The Rosenbergs: A Case of Love, Espionage, Deceit and Betray
Sentencing
On April 5, 1951, Judge Kaufman pronounced sentence on Julius Rosenberg, Ethel Rosenberg, and Morton Sobell. At the sentencing, Kaufman announced that he would not ask prosecutor Saypol for his recommendation, and that, after much soul-searching, he had arrived at his decision on his own.
Over the years, from a variety of sources, it is clear that this was not the case. At least a month before the trial began, the Justice Department discussed the usefulness of the death penalty as a device to force Julius to confess. Surely, Kaufman was aware of these discussions.
Also, contrary to Kaufman's contention, he sought advice. He solicited opinions from other federal judges, including Jerome Frank, who would later rule on an appeal from the Rosenbergs. Roy Cohn, who maintained that he had not discussed the possible penalties with Kaufman, states in his "autobiography" that he recommended death for all three defendants.
Irving Saypol was asked by Kaufman for his recommendation, and then told not to make a public pronouncement of it at the sentencing hearing. Saypol recommended death for Julius and Ethel, and thirty years for Morton Sobell. Kaufman instructed Saypol to find out what the Justice Department thought about the matter.
Uncomfortably for Kaufman, the FBI, including not only principal agent Lamphere but the Director, J. Edgar Hoover as well, recommended that Ethel not be given the death penalty. Hoover's biographer suggests that the Director now regretted the strategy of using Ethel as a "lever" to induce Julius to confess, and thought that it would be terrible public relations to execute a mother of two young children. However, Hoover did think that Sobell should be given the death penalty along with Julius.

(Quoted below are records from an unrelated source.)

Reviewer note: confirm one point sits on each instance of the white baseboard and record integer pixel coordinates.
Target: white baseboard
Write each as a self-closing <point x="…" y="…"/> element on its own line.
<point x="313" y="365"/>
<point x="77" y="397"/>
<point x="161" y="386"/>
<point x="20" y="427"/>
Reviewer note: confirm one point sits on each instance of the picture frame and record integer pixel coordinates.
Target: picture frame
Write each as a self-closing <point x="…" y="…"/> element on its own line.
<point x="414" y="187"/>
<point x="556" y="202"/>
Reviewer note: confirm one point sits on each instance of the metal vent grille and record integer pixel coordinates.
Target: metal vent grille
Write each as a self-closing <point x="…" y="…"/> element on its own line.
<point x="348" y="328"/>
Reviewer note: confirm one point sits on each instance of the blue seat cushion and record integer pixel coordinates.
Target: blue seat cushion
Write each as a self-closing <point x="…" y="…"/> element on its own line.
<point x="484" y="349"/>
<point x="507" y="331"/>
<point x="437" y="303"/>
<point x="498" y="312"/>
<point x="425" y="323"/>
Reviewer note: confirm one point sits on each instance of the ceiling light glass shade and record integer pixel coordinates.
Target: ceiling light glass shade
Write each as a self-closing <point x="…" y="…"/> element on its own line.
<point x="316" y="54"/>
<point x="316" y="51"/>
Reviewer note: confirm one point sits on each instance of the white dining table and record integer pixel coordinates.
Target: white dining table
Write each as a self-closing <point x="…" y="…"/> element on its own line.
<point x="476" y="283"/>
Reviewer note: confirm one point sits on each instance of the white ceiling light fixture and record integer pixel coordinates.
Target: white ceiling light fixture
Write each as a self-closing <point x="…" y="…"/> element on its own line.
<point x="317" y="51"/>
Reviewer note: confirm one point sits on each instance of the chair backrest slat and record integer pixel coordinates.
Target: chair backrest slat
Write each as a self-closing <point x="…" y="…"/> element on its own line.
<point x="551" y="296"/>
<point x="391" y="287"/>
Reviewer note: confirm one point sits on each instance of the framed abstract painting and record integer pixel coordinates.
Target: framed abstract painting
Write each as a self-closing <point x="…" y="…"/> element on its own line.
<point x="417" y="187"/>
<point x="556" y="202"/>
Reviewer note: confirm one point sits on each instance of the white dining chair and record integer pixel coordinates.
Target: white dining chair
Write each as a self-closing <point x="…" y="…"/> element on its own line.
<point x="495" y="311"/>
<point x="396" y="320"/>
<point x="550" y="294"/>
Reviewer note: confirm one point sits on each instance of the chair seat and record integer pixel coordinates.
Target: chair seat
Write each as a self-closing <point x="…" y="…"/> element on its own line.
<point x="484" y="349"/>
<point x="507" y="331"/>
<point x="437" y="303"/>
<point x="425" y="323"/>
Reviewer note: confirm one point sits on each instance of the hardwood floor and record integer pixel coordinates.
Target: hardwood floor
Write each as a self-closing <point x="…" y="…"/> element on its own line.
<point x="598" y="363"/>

Kaufman took Saypol's recommendation. Before pronouncing sentence, Emanuel Bloch appealed for a sentence less than the death penalty, arguing that the offenses had taken place when Russia was our ally. Kaufman pointed out that the espionage continued on after the war was over.
The sentences were harsh. Kaufman, in his sentencing Julius and Ethel to death, said:
[Your crime is worse than murder, for you put] into the hands of the Russians the A-bomb years before our best scientists predicted Russia would perfect the bomb has already caused, in my opinion, the Communist aggression in Korea, with the resultant casualties exceeding 50,000 and who knows but what that millions more innocent people may pay the price of your treason. Indeed, by your betrayal, you undoubtedly have altered the course of history to the disadvantage of our country.
Therefore, Julius and Ethel Rosenberg were sentenced to die in the electric chair sometime during the week of May 21, 1951. Morton Sobell received a sentence of thirty years in prison, with the judge's recommendation that he serve the full term.
David Greenglass, whose sentencing had been put off until after the Rosenberg trial, received fifteen years. He had expected five. Considering the severity of the sentences of the three principals in the Rosenberg-Sobell trial, it would have been "unseemly" to sentence Greenglass lightly.
These harsh sentences should be compared to the sentences received by the British spies. As was mentioned, Alan Nunn May received ten years, Klaus Fuchs (whose offense was much more serious than that of the "Rosenberg Ring") received fourteen years. Rebecca West quotes a Russian as saying:
In England, now that the war is over and espionage trials take place in open court, persons detected in espionage on behalf of the Soviet Union are instructed by whichever of our organizations it is which has been using them, to plead guilty and to admit to the police their participation in the particular crime of which they are accused, and nothing more. In the United States such persons are at present instructed to proceed in precisely the opposite way and to deny everything. This is a compliment to England. It is felt that British procedure is so efficient that if a false plea of not guilty is entered, it will be dectected ... and other matters may be stirred up which will extend the scope of the inquiry into the doings of the Communists ... In the United States, where legal proceedings are likely to be prolonged and confused, and all sorts of considerations may prevent the truth from appearing, it is worthwhile putting up a plea of not guilty, no matter how absurd this may be in view of the real facts.
So, the Rosenbergs were in the wrong place, the wrong country, and considering the wave of anti-communism and the war in Korea the wrong time.